Sometimes you can have more than one favourite teacher. Ms Waheed and Ms Zakia Chaudhry it is for me
They both wore saris and taught English. One of them taught me in school from class 6 to class 8, the other in college while I was doing my BA.
I wouldn’t say they inspired me or shaped my personality in the conventional sense. They did not make learning in the classroom any fun either. They only came to the classroom in time, on most days of the academic year, taught with diligence, checked our copies a little more carefully, not forgetting to write down some remarks they thought were pertinent. Also, they both stayed away from the staff room buzz! That is it.

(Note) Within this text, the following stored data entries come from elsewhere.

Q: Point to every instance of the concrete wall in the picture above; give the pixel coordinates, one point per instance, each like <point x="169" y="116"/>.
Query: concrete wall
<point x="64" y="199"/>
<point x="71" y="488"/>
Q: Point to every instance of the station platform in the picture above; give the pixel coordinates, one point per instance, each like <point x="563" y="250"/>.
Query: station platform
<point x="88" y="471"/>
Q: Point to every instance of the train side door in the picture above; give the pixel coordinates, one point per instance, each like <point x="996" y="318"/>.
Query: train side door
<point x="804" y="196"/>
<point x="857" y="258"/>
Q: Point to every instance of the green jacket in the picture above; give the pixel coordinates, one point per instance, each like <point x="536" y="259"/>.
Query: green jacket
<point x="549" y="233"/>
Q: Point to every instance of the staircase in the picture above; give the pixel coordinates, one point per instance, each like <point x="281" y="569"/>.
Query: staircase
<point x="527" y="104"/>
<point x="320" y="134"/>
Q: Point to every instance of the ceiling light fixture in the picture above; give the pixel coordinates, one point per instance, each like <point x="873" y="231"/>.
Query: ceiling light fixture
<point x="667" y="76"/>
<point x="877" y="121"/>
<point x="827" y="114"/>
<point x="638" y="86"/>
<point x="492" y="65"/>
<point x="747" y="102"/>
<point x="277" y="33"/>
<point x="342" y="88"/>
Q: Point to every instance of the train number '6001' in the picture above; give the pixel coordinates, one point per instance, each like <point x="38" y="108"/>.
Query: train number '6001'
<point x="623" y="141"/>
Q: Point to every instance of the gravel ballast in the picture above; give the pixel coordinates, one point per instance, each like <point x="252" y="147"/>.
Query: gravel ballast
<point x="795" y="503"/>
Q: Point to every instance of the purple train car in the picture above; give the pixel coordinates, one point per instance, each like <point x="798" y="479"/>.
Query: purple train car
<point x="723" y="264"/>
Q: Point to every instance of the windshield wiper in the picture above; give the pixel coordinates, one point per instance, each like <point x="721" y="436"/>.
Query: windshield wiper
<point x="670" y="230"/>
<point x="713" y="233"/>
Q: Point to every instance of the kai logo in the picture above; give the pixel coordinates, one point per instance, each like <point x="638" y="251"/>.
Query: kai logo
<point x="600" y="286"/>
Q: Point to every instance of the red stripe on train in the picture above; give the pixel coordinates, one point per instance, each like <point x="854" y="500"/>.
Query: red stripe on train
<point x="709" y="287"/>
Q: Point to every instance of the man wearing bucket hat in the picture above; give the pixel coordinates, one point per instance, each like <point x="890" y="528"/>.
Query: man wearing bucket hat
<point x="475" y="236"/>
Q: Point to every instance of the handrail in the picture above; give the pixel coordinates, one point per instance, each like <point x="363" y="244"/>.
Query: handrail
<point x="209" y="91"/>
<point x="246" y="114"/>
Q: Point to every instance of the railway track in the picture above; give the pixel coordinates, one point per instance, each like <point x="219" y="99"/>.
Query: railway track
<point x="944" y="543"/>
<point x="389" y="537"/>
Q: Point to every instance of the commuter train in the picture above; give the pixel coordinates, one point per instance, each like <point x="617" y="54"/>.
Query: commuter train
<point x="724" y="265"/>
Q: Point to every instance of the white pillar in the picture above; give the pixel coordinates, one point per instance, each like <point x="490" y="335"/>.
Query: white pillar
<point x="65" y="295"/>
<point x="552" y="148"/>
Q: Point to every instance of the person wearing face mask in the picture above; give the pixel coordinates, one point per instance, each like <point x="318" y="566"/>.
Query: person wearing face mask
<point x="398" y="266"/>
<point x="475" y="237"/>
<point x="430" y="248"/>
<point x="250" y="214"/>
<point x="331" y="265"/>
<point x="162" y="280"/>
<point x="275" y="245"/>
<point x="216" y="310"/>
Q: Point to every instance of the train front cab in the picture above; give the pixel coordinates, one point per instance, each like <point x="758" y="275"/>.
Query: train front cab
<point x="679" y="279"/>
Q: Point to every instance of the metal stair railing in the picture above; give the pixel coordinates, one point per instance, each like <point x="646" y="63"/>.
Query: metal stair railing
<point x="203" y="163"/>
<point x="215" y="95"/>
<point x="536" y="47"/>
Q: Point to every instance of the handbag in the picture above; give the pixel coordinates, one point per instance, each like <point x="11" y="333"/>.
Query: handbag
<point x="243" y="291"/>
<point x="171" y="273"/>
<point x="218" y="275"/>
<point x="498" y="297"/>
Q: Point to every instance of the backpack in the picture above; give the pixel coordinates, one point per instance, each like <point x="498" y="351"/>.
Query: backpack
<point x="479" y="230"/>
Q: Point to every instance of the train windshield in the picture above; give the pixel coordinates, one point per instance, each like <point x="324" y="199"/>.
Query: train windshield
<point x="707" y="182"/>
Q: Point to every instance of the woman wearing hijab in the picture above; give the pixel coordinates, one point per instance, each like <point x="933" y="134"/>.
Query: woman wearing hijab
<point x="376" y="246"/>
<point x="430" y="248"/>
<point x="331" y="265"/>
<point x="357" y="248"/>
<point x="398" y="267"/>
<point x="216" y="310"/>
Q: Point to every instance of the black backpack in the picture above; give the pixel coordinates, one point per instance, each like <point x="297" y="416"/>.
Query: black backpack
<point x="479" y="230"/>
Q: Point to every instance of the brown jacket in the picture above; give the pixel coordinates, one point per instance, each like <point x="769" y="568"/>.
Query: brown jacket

Yet, there was something about them that has not let me forget them. Perhaps they did change my life after all.
Ms Waheed was an odd enough name for a female teacher. I still remember the long ‘W’ on our checked copy work by way of her signature. Was it her husband’s name or her own? Soon we found out it was she herself. Ms Waheed.
Queen Mary College, an English medium public sector school in Lahore, was a fade remnant of a once glorious institution. In the late 1970s and early 80s, most children of the country went to public or missionary schools of all hues; the private sector was just beginning to make inroads into education. The public sector institutions, in particular, were reeling under the sheer weight of ineptitude.
Around the time when the subject of Social Studies was being replaced by Pakistan Studies amid orders that all school girls must cover themselves in chadars and offer zohr prayers in the newly introduced ‘long break’, in walked Ms Waheed into our classroom, wearing her pastel coloured sari, her hair tied neatly in a bun close to her neck, giving instructions in immaculate English. There she stood looking both gentle and stern, in sharp contrast with the fast-transforming world outside. She was one of the few teachers who drove their own cars.
In a matter of weeks, she became my favourite teacher. I think it was because she took an extra bit of interest in me. In a class of almost 60, this attention elevated me in my own eyes and I was encouraged to do better in her subject.
Most of our class was clueless about English language despite going to an ‘English medium’ school. Ms Waheed introduced the dictionary to us. She began by giving us the meanings for difficult words and then made us look for them in the dictionary. This exercise gave us a grasp of language: we could read and comprehend stories and had developed a vocabulary bank before we even knew it.
I was lucky Ms Waheed stayed with us till class 8. In the three years she taught us the basics of language, the rules of grammar and what not. Creative writing was not part of a public school’s curriculum then (not sure if it still is). If it were, she sure would have turned some of us into brilliant writers.
The next four years were spent with mediocre English language teachers, forcing me to draw from lessons taught by Ms Waheed.
In my third year at Lahore College for Women, again a public sector college, I found Ms Zakia Chaudhry who taught us both language and literature.
An almost barren setting where it was considered more useful to bunk most classes, we rushed to take the English classes from this sari-clad upright woman, with henna-dyed hair tied in a bun.
Always there before the girls turned up, she was trying to do the impossible -- teach the basics of language to a class that did not have the privilege of being taught by a teacher of Ms Zakia’s calibre in their first twelve years. She was persistent, giving the class her best, convinced that she could.
The literature class was different -- the girls were initiated at least partly. As Ms Zakia brought alive the dark setting of the witches prophesying about Macbeth, his own ambition and the goading by Lady Macbeth in those 40 minutes, we could only yearn for more.
Someone said a teacher in school can only make you interested in a subject while it’s the teacher in the university who inspires you. I am not so sure.
As I grow older, the affection for these two teachers and the regret for not having met them again, even once, become deeper.
Therefore, an opportunity like this is readily taken, for it allows me to say something I’ve been wanting to, for years.